Akçeltik pirinci, soğan ve karabiberle hafif kavrulur ve bez bir çuvala konur. Büyük kazanın içine büyük etler konur soğan, tereyağ ve su eklenir. Ortasına 3 ayaklı sacayağı konur. Sacayağının üzerine pirincin olduğu bez torba, suya değmeyecek şekilde konur. Kapağı kapanır ve kapağın etrafı hamurla kapatılır. Sadece hava alması için küçük bir delik bırakılır. İlkel bir düdüklü tencere gibi düşünebilirsiniz. Gece boyunca altına odun konarak 6-8 pişer. Sabah, düğün yemeği olarak arpa şehriye çorbası, sirkeli cacık, lengerde servis edilen dolma ve un helvası takımdır, bozulamaz. Bozulması teklif dahi edilemez!
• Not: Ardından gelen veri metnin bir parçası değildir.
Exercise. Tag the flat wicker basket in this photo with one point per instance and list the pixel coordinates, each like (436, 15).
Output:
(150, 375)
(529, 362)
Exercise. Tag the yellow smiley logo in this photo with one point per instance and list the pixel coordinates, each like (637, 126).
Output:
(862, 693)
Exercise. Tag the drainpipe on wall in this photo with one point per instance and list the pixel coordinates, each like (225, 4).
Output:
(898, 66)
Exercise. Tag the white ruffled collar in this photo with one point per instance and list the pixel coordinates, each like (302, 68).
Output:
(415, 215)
Lenger ortaya konur. Herkes tabağına bu lengerden alır. Bittiğinde tekrar isterseniz lengerin içine bahşiş atmalısınız. Adet böyle. Bu arada bir düğüne denk geldiyseniz ne mutlu size. Gidip oturup yemeğinizi yiyebilirsiniz kimse size bir şey sormaz.
İSKİLİP KALESİ
Efsanelerde adı Zengibar Kalesi olarak geçen bu kale, yüz metrelik bir kaya üzerine oturtulmuştur.
ÇORUM MÜZESİ
Şehir merkezinde bulunan, arkeolojik eser müzesidir.
ÇORUM KALESİ
Şehir merkezinde bulunan, Selçuklu izleri taşıyan Çorum Kalesi, M.S.1571 tarihlidir.
ÇORUM SAAT KULESİ
Sultan II. Abdülhamit’in muhafız birliği komutanı tarafından yaptırılmıştır.
ÇORUM ULU CAMİ
Osmancık caddesi üzerinde bulunan bu caminin, ne zaman yaptırıldığıyla ilgili net bir bilgi yoktur.
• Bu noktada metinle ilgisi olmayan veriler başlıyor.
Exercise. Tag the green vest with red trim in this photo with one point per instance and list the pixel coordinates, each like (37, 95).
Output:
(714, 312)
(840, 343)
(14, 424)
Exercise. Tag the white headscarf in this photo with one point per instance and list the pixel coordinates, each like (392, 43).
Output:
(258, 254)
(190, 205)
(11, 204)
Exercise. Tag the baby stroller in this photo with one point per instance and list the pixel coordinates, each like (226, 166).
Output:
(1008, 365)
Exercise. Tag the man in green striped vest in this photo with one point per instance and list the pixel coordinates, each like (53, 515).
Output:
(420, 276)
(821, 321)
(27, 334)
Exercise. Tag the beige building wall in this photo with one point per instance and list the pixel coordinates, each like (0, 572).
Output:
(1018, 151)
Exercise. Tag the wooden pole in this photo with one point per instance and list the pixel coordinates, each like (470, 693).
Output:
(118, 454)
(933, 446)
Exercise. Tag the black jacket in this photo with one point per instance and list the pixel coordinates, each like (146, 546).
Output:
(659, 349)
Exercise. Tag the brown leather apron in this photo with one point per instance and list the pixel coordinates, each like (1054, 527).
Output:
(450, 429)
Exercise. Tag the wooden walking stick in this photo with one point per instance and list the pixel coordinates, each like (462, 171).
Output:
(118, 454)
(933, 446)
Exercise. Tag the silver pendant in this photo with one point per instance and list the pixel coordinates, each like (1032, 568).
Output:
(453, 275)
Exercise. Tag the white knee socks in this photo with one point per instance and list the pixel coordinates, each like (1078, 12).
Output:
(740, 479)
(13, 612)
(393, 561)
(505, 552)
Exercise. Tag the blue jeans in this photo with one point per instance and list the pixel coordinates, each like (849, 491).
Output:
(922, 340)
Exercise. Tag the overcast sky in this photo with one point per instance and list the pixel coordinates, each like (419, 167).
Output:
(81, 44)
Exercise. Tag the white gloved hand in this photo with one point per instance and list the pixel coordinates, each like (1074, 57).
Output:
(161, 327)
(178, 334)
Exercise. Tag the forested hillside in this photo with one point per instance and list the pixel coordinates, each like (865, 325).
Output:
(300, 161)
LAÇİN KAPILIKAYA ANITSAL KAYA MEZARI
Kırkdilim mevkiinde sarp bir kayalıkta bulunan anıt mezar, Helenistik dönem kaya mezarı olup, Komutan İKEZİOS’a aittir. M.Ö. II. Yy olarak tarihlenmektedir.
Mezar odasının kapısının üzerinde İKEZİOS yazısı okunmaktadır. Niş şeklinde oyulmuş, ölü şekilleri de girişin sağ tarafında bulunmaktadır.
ORTAKÖY İNCESU KANYONU
Tek giriş ve çıkışı bulunan kanyonun her iki yamacı sarp kayalıktır. Kabartma, kale kalıntıları ve kaya mezarlarıyla da ilgi çekiyor.
Suyun aktığı yöne doğru yürürseniz, 1.5 metre yükseklikte bulunan Kybele kabartmalarını görebilirsiniz.
KOYUNBABA KÖPRÜSÜ
Osmancık ilçe merkezinde, Kızılırmak üzerinde bulunan köprü II. Beyazıt zamanında yapılmıştır. Köprü mimarı hakkında bir bilgi yoktur.
ÇORUM’DA NE YENİR ve NELER ALINIR?
İskilip dolması, keşkek, tepsi, madımak, yırtma yiyebilir, çeşit çeşit görünümleriyle kafa karıştıran leblebilerden alabilirsiniz.